Hat die Hitze verzögernden Einfluss auf die Baumaßnahmen?
Von hitzebedingten Personalausfällen oder Problemen der Unternehmen ist nichts bekannt.
Stadtklimarätin sieht Baustellen als Zeichen, dass die Stadt investiert
„Ich habe Verständnis dafür, dass viele Menschen Baustellen als lästig empfinden. Baustellen sind mit Belastungen, Beeinträchtigungen und Umwegen verbunden, die von uns allen Geduld abverlangen. Dafür bitte ich um Verständnis“, teilt Stadtklimarätin Simone Fedderke auf Nachfrage mit. Sie betont aber auch, dass die Baustellen ein sichtbares Zeichen dafür seien, dass die Stadt investiert und ihre Infrastruktur nicht verfallen lässt.
Es sei aus ihrer Sicht nicht möglich, sämtliche größeren Baustellen nacheinander abzuwickeln. An zahlreichen Stellen würden Maßnahmen zum Erhalt der Infrastruktur (Wasser-/Abwasser, Telekommunikation, Gas, Strom, Fernwärme, Straßen) umgesetzt – durch die Stadt, die Städtischen Werke, Kasselwasser oder etwa Firmen im Auftrag von Glasfaseranbietern. Daneben gebe es zahlreiche Bauvorhaben auf Privatgrundstücken, die eine straßenbehördliche Anordnung notwendig machen. Beispielsweise sei durch ein Baugerüst mitunter eine Sperrung eines Gehwegs oder eines Teils der Fahrbahn notwendig.

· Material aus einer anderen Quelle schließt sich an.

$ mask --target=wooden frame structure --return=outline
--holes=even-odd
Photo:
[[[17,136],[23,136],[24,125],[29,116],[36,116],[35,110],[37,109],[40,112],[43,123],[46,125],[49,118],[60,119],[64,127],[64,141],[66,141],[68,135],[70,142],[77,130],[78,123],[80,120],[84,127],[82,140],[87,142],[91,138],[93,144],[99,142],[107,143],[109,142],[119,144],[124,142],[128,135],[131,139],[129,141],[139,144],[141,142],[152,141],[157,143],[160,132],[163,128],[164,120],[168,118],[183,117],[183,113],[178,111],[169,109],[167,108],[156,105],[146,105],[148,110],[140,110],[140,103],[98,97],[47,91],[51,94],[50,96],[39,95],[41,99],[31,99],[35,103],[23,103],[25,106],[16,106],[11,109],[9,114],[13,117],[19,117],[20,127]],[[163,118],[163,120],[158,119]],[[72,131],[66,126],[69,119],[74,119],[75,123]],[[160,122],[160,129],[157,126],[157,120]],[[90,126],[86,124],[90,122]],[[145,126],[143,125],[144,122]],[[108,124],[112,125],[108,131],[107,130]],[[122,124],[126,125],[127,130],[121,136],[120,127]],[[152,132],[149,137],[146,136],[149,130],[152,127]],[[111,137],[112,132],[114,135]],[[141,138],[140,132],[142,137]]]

Fedderke betont: „Wenn wir Sanierung und Erneuerung der Infrastruktur aufschieben, lassen wir zu, dass Straßen und Leitungen weiter verschleißen und dass wir später mit höheren Baupreisen konfrontiert sind.“ Sanierungen auf die lange Bank zu schieben, sei deshalb aus ihrer Sicht keine gute Strategie, wenn man sich vor Augen führe, dass die Baupreise im Straßenbau in den vergangenen fünf Jahren um ca. 43 Prozent gestiegen seien. Auch wenn die Belastung durch eine Baustelle nerve. Sie sei zeitlich begrenzt. Und der Nutzen der neuen Straßen und Leitungen bleibe für viele Jahre bestehen.